Er beschreibt die Hintergründe so: Einige Zeit vor der Teilnahme sei ein Fall von sexueller Belästigung eines Kindes durch einen Lehrer und Übungsleiter durch die Presse gegangen. Wegen des Amtsmissbrauchs habe sich der Vorstand Gedanken über eine mögliche Prävention gemacht und sei dabei auf das Programm von LSB und RSB gestoßen.

Die Workshops vermittelten den Betreuungskräften des Vereins mögliche Vorgehensweisen, um den Nachwuchs besser zu beschützen. „Es geht darum, die Sinne für Verhaltensweisen zu schärfen und sich für Gefahrensituationen zu sensibilisieren“, sagt Thormann. Er nennt ein weiteres Beispiel: „Natürlich sollte man als Übungsleiter nicht unangekündigt und plötzlich in eine Umkleidekabine und schon gar nicht in einen Duschbereich hereinplatzen.“ Die Lerninhalte aus den Workshops sollen demnach auch das Trainingspersonal davor schützen, unbewusst mögliche Grenzen zu überschreiten. Auch der Umgang mit Verdachtsfällen und möglicherweise zu Unrecht geäußerten Beschuldigungen sei thematisiert worden. „Wir haben gemeinsam Leitlinien und ein Regelwerk erarbeitet“, berichtet Thormann.

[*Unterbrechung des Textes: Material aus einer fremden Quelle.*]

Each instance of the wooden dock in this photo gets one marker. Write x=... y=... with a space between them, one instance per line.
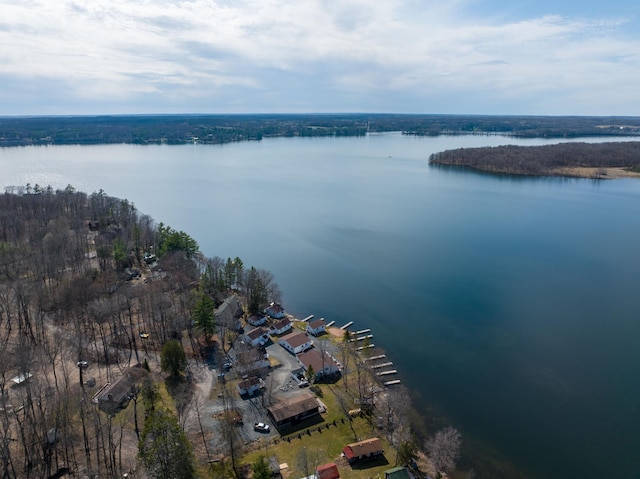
x=361 y=338
x=382 y=365
x=365 y=347
x=373 y=358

Um das Zertifikat zu erhalten, war es auch notwendig, zwei Vertrauenspersonen als Ansprechpartner im Verein auszubilden – ein männliches und ein weibliches Mitglied. Dafür haben sich mit Uwe Franke ein Vorstandsvertreter und die frühere Vorsitzende Bärbel Uffelmann-Haase zur Verfügung gestellt. Beide haben auch noch ein Spezialseminar über den Umgang mit sexualisierter Gewalt besucht. Sie vermitteln künftig unter anderem geeignete Anlaufpunkte für Betroffene und Hinweisgebende. Darauf wird nun auch im Vereinsheim per Aushang hingewiesen. Außerdem gibt es einen Briefkasten, in dem Vorfälle oder Verdachtsmomente in Textform als Meldungen hinterlassen werden können. Thormann ergänzt: „Künftig gehört der gesamte Themenkomplex auch bei Trainerausbildungen zu den Pflichtfächern.“

Wie RSB-Vertreterin Ernst berichtet, ist der SV Ihme-Roloven nach dem Tischtennisverein (TTV) Seelze und der Turnerschaft Großburgwedel (TSG) erst der dritte zertifizierte Umlandverein in der Region. „Pro Jahr nehmen aber etwa vier bis fünf weitere Vereine an dem Programm teil“, so Ernst. Angesichts von mehr als 600 Sportvereinen in den Umlandkommunen der Region sei trotzdem für einen Ausbau der Prävention noch viel „Luft nach oben“. Sie wirbt um Teilnahmen: Die Workshops seien für die Vereine kostenlos: „Das Projekt wird von der LSB-Sportjugend finanziert“, berichtet Ernst.

Mit einer einmaligen Zertifizierung ist es allerdings nicht getan: Wegen der gewöhnlichen Fluktuation von Betreuungspersonal muss das Gütesiegel zunächst nach vier Jahren und dann im Zweijahresrhythmus erneuert werden. Beim SV Ihme-Roloven ist der erste Beratungsprozess abgeschlossen. Die LSB-Vertreterin Melanie Steinicke lobt das Engagement. Der Verein habe einen Beitrag geleistet, damit „Kinder und Jugendliche sicherer Sport treiben können“, so Steinicke.